Triangle Centroid Probability

Geometry, Probability, Calculus: Medium/Hard

triangle pic

Geometry-Probability Problem

This math question was sent to me by my friend and puzzle fiend Sandi Sandman who in turn got it from The Riddler:

You have an equilateral triangle.
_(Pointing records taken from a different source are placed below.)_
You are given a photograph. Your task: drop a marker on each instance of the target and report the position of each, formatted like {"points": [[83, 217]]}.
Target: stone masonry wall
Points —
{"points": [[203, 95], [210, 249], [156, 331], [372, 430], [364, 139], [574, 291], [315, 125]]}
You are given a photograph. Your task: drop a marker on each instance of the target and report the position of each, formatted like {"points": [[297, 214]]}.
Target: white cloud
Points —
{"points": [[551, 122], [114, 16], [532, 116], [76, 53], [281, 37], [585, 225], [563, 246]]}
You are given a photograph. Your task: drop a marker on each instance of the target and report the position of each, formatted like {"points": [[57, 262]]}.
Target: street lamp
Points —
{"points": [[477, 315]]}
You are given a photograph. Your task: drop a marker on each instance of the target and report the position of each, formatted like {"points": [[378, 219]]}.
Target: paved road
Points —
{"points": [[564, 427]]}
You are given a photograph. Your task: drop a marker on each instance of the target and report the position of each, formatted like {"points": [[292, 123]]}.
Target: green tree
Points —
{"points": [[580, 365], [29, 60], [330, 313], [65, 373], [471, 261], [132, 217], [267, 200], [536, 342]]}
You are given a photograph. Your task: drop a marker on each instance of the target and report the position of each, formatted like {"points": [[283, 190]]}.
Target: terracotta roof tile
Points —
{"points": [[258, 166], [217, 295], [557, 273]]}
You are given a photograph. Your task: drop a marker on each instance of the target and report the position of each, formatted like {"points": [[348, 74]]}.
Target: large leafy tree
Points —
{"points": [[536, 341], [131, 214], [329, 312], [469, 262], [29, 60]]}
You pick a point on each of the three sides, each of the three points picked independently and uniformly randomly. The three random points you picked form a triangle. What’s the chance that the centroid of the equilateral triangle that you started with is inside this smaller triangle?

What makes this question interesting is that it is deceptively simple. One expects there to be an intuitively simple solution with the answer being a simple rational number. As it turns out, neither is the case. In fact, I cannot think of a solution that does not use calculus.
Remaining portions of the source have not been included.